Monsieur le Président,

Les abus sexuels et autres formes d’exploitation par les Casques bleus des Nations Unies sont profondément troublants. La politique de tolérance zéro articulée il y a vingt ans est restée un objectif difficile à atteindre. En dépit des mesures particulières prises par le Secrétaire général et adoptées par le Conseil de sécurité, le problème demeure grave et doit être traité de toute urgence. Plus de mesures préventives doivent être prises en compte, car une grande partie de la crédibilité et de l’efficacité des opérations de maintien de la paix des Nations Unies, en fait des Nations Unies elle-même, dépend de cette question, et tous les pays qui fournissent des forces de paix devrait prévoir de juger et punir de tels crimes. Le monde attend que tout le personnel de maintien de la paix respecte les normes les plus élevées de comportement et se conduise d’une manière professionnelle et disciplinée en tout temps. Le monde, en particulier les personnes qui sont prises dans des conflits et des guerres, sans aucune faute de leur part, ne méritent pas moins.

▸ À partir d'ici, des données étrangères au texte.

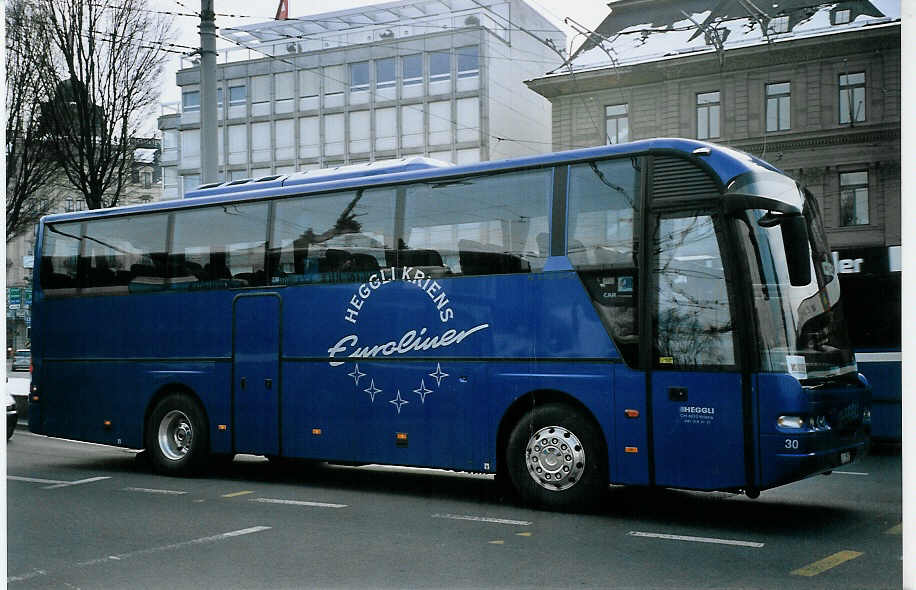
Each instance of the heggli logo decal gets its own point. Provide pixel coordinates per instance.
(411, 340)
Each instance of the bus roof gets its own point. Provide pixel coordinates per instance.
(724, 162)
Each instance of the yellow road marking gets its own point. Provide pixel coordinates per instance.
(234, 494)
(819, 567)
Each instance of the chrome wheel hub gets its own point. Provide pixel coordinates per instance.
(555, 458)
(176, 435)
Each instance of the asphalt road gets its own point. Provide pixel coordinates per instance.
(87, 516)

Le Saint-Siège salue les activités des missions de maintien de la paix des Nations Unies et les sacrifices entrepris par les gardiens de la paix qui, dans de nombreux cas, ont fait le sacrifice ultime dans l’intérêt de la paix. Le pape François exprime sa profonde reconnaissance pour ce que les missions des Casques bleus ont été en mesure d’accomplir pour rétablir la paix et la stabilité dans de nombreuses régions du monde, restaurer l’harmonie sociale et rendre le développement possible. Ma délégation réitère l’engagement du Saint-Siège à collaborer, lorsque c’est possible, au travail de prévention des conflits, de résolution des conflits et de stabilisation  et de consolidation de la paix après les conflits.